Prior to COVID-19, during the early part of February 2020, the studio had the amazing opportunity to take part in a study-abroad to Lisbon, Portugal. In Lisbon, American Ambassador George Glass welcomed our class on the American Embassy grounds and provided a history of his diplomatic work in Portugal. At project sites, we conducted interviews, photographed and videotaped properties, and measured and developed two-and three-dimensional representations of exterior courtyards/terraces and interior public spaces.

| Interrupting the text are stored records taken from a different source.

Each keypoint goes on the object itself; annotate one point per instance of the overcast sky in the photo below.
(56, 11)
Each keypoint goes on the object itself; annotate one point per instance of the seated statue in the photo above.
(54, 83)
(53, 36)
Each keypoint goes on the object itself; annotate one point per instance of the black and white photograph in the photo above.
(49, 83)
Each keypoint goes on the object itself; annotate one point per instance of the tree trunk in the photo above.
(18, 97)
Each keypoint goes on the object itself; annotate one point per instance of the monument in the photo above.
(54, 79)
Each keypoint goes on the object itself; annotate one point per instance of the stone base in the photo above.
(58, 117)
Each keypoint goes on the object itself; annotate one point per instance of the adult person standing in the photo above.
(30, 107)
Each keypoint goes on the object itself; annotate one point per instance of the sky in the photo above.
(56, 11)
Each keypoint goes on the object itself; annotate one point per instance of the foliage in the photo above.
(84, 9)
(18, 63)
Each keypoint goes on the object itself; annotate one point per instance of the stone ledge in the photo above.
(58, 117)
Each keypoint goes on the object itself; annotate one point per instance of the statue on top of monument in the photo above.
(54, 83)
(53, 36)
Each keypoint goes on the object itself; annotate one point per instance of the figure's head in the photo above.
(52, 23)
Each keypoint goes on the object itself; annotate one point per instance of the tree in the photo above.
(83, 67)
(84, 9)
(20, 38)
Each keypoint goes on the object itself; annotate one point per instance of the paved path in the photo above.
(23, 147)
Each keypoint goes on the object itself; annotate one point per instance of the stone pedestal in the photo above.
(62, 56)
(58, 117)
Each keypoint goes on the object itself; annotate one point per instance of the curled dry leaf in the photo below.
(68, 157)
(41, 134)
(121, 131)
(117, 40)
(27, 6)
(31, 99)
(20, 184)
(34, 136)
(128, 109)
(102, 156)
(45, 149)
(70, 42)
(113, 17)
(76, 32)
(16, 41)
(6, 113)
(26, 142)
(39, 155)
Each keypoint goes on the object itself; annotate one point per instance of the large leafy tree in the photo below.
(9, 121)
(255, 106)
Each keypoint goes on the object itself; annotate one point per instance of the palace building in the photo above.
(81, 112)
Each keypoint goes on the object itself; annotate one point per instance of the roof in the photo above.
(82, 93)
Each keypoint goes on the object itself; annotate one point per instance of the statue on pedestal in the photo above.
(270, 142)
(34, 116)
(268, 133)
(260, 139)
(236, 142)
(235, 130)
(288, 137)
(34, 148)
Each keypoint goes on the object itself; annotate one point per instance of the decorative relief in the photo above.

Casa Carlucci, the official Residence of the U.S. Ambassador to Portugal, is a stately mansion built in 1878 in Lapa, a prestigious district in downtown Lisbon. The building’s architecture followed the neoclassical style that prevailed throughout Europe in the last quarter of the nineteenth century. The structure’s neoclassical features are evident in its imposing facade: the symmetrical design centered on the main entrance, the Doric capitals on the ground level pilasters, the Ionic capitals on the pilasters of the upper two levels, the cyma-recta cornices that separate each story, and the various classical window moldings and motifs. Inside, the main staircase rises to two galleries that lead to the reception rooms on the piano nobile or main floor that have richly embellished ceilings and walls with pilaster moldings dating from the time of construction. Not only did Frank Carlucci live in the current Ambassador’s Residence, the house itself was the site of key meetings with Mario Soares—the Portuguese Socialist Foreign Minister—who helped to define Portugal’s democratic future, and set the stage for the friendship both countries continue to enjoy today. The American Secretary of State listed the U.S. Ambassador’s Residence in Lisbon on the Register of Culturally Significant Properties Abroad in September 2019.